Courtesy of Hubspot 

Welcome redirects

When your prospects engage with a particular piece of content, a welcome redirect, directs them to another piece of content they’ll find valuable and hopefully moves them further along the funnel.

Check out this example from optinmonster.

Courtesy of Optinmonster

This welcome redirect offers readers an alternative to trawling through a long blog post by offering them all of the same information in a podcast format.

Once your readers take you up on that CTA they’ll be redirected to a lead capture page before they can access the content.

What’s a good lead-to-visit conversion rate?

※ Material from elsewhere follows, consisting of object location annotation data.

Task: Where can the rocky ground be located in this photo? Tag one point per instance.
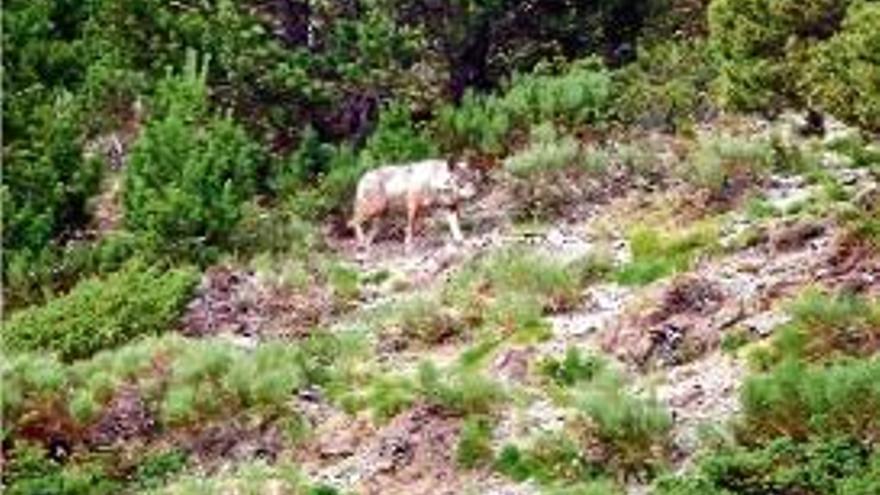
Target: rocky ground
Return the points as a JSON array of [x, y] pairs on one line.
[[666, 336]]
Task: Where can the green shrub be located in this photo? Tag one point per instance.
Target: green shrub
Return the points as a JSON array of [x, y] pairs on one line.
[[602, 487], [760, 44], [655, 255], [474, 443], [422, 320], [32, 278], [549, 458], [199, 381], [632, 432], [212, 380], [783, 466], [511, 288], [462, 392], [189, 172], [156, 468], [726, 166], [573, 368], [46, 180], [824, 326], [99, 314], [30, 470], [387, 396], [843, 73], [578, 95], [547, 151], [802, 402], [667, 86]]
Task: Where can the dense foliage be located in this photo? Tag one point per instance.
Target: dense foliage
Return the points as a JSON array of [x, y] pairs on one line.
[[99, 314]]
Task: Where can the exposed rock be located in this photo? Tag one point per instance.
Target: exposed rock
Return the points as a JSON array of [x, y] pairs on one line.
[[513, 365], [796, 236], [126, 417], [233, 441], [236, 301]]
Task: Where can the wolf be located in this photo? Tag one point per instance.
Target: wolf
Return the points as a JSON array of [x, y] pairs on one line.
[[414, 187]]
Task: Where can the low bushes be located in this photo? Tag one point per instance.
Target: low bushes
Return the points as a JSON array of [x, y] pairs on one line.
[[486, 280], [189, 172], [826, 326], [837, 466], [552, 173], [183, 383], [842, 75], [802, 402], [102, 313], [626, 433], [667, 86], [727, 166], [578, 95]]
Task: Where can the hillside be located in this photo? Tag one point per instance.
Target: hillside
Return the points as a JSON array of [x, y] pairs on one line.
[[669, 281]]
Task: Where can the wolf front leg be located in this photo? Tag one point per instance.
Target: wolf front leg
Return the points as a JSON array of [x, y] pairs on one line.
[[454, 227], [412, 214]]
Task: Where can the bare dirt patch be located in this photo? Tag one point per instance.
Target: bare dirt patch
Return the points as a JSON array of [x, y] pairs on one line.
[[235, 301]]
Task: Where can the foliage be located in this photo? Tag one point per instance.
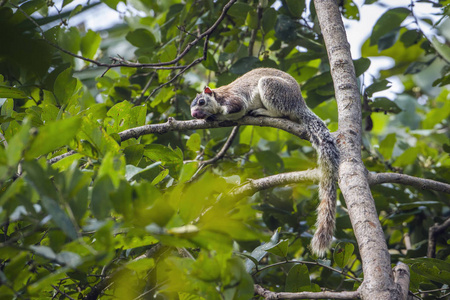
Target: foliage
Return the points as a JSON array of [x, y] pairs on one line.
[[132, 219]]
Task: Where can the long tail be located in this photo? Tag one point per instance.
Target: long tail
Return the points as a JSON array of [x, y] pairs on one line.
[[328, 160]]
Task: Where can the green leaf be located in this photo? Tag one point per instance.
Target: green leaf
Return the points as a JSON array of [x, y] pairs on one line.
[[280, 249], [408, 206], [160, 176], [210, 63], [342, 254], [90, 43], [141, 38], [113, 165], [298, 279], [132, 171], [100, 202], [239, 10], [59, 217], [387, 145], [97, 138], [407, 158], [384, 104], [350, 10], [194, 142], [388, 40], [252, 19], [411, 37], [269, 19], [259, 252], [433, 269], [36, 175], [244, 65], [52, 136], [378, 86], [285, 28], [162, 153], [17, 144], [133, 154], [389, 21], [296, 7], [11, 92], [418, 66], [111, 3], [64, 86], [436, 115], [442, 49]]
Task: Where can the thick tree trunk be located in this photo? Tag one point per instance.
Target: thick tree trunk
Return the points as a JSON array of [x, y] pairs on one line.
[[378, 278]]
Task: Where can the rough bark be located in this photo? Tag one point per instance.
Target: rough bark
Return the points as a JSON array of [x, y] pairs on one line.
[[378, 278]]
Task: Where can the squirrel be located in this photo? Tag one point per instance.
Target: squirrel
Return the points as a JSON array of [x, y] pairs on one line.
[[274, 93]]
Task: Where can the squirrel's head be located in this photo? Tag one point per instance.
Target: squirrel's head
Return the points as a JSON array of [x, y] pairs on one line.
[[205, 104]]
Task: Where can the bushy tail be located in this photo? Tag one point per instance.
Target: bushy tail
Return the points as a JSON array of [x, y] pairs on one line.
[[328, 160]]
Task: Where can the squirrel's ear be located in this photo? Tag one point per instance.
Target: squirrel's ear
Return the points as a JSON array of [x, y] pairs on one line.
[[207, 90]]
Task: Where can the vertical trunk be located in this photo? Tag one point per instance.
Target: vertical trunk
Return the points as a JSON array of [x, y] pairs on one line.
[[378, 278]]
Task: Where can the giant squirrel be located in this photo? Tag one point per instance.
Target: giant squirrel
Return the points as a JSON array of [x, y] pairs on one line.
[[274, 93]]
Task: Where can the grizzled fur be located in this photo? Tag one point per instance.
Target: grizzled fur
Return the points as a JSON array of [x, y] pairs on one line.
[[274, 93]]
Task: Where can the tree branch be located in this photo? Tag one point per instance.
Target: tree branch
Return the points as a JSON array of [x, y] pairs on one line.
[[420, 183], [119, 62], [375, 258], [401, 277], [224, 148], [174, 125], [433, 232], [268, 182], [259, 290]]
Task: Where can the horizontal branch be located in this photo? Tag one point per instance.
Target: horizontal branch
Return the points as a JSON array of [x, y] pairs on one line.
[[420, 183], [254, 185], [259, 290], [175, 125]]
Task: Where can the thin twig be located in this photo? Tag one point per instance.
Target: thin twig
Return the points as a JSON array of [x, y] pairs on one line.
[[420, 183], [314, 263], [259, 290], [254, 34], [219, 155], [224, 148], [433, 232]]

The thing about conversion rates is that they’re subjective.

Things like industry, product, and target audience affect all of your conversion rates differently.

However, we’ve dug up some ballpark figures to provide a little data you can use as a baseline for OKRs.

According to WordStream and this chart below 👇 the median conversion rate is 2.35%.

Courtesy of WordStream

However, the top 25% are converting at 5.31% and above, while the top 10% are converting at a whopping 11.45% and above.

Again these kinds of percentages depend on a number of factors, so we compared them to a study conducted by Marketo.

Marketo looked to their customers to determine the average conversion rate (from lead to opportunity) by acquisition channel and the results were as follows:

Courtesy of Marketo 

Ignoring the referral results, for now, the second-highest conversion rate was inbound, with 3.82%.

Comparing this with a further study by Unbounce, where they studied the performance of 74.5 million visits to more than 64,000 lead generation landing pages, spanning 10 different industries, the median conversion rate was between 3-5.5%.

So we can safely deduce that the magic number is around a 4% conversion rate.

So in conclusion, content has once again proven it is king, and while 4% is a great percentage to aim for if you’re not quite there with lead conversion, the sky’s always the limit, and the bigger the conversion rate the better the revenue.